Patch kernel with cifs

the-one1

2[H]4U
Joined
Jan 16, 2003
Messages
2,982
I have Red Hat 9 with 2.4.20 kernel. I downloaded the cifs patch and extracted it into the /root. I also download the 2.4.20 kernel from kernel.org.
I extracted the kernel into /usr/src.
I run the patch -p1 < /root/linux/cifs_24.patch.
I then copy the /fs/cifs/* to the /usr/src/new kernel/fs/cifs.
I do "make menuconfig" and choose cifs support in the kernel. I exit and save.
Then "make dep".
Then I want it as a module so I do a "make modules".
The lastly a "make modules_install"
I download the mount.cifs into the /sbin.
I reboot. I do a mount -t cifs //123.123.123/share /root/share -o user=user,password=user.
It comes back saying "cifs is not a supported file system"

A couple of questions:
On a fresh install I have a folder 2.4.20-8 in my /usr/src folder.
Do I run the patch on that or the newly downloaded kernel from kernel.org?
How do I enable the module?
I know that the 2.6 kernel has the cifs support, if I upgrade the kernel to 2.6, will my settings and programs still work?
I have been going at this for 3 weeks trying to patch the 2.4 kernel with the cifs file system.
 
As long as you install the newest module-init-tools, then you can continue to use 2.6 as if it were a 2.4 kernel. They are binary-compatible and AFAIK, I haven't heard of many apps that break. (None that are installed by default AFAIK.)

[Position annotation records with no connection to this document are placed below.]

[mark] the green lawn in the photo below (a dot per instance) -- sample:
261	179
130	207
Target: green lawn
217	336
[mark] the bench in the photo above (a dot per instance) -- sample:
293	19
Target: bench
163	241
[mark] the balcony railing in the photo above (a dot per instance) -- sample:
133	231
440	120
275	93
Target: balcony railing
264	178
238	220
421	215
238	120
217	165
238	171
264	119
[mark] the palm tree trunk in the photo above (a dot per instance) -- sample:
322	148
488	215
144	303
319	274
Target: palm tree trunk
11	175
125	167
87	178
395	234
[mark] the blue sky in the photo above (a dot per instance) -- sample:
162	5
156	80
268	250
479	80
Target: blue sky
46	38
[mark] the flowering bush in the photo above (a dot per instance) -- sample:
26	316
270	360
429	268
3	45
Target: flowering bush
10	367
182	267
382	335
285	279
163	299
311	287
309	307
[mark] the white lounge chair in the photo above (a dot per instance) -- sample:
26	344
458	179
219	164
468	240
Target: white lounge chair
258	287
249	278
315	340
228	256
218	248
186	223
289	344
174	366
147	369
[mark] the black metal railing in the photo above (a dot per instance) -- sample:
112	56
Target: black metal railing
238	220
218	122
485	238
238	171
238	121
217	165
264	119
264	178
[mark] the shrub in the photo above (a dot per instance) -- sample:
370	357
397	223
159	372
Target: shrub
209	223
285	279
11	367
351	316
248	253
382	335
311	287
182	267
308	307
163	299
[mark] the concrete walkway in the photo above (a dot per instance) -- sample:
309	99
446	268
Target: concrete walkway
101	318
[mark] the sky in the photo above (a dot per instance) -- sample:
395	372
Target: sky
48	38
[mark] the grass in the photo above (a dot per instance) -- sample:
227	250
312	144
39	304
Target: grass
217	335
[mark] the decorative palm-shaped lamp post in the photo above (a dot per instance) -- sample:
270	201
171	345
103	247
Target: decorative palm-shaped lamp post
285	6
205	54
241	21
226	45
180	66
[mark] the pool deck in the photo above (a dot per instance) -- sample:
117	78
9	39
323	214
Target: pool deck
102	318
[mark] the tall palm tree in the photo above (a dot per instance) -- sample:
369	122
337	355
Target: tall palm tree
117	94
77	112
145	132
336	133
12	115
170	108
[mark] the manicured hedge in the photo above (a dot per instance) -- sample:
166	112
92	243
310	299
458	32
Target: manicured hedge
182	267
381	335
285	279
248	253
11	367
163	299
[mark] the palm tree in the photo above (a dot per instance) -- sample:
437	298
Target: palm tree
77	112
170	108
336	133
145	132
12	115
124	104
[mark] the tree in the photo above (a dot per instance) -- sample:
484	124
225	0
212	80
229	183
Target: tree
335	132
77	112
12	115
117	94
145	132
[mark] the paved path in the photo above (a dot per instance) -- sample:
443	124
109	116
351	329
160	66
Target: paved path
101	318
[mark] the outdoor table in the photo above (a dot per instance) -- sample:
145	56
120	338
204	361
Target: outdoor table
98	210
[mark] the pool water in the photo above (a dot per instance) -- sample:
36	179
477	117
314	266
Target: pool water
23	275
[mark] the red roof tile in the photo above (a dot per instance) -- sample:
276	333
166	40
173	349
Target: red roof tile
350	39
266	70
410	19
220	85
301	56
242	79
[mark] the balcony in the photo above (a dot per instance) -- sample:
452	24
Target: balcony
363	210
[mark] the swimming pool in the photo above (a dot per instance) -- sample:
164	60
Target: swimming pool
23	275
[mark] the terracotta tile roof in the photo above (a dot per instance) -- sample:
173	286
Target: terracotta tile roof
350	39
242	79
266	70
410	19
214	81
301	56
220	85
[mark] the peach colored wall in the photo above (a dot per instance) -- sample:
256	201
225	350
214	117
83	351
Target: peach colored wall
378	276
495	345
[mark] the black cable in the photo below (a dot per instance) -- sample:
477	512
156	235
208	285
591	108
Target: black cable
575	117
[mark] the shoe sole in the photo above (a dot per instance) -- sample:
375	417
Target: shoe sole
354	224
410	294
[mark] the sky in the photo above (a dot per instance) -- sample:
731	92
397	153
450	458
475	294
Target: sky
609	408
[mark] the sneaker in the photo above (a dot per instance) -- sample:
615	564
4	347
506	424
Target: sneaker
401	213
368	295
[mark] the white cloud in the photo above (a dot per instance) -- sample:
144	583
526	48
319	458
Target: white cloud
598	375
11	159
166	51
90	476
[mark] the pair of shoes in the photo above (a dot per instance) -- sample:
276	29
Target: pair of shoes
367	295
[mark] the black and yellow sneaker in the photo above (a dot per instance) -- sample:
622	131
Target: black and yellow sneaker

Go ahead and compile the newest kernel for 2.6 - you won't regret it.

Also, to answer your question, you need the source for your current kernel to get CIFS working with your v.2.4 kernel. You can determine which kernel you're using by doing 'uname -a'.

Once you figure out you're running 2.4.x, then you can install the kernel-source and create the link to /usr/src/linux.... I'm pretty sure you know the rest.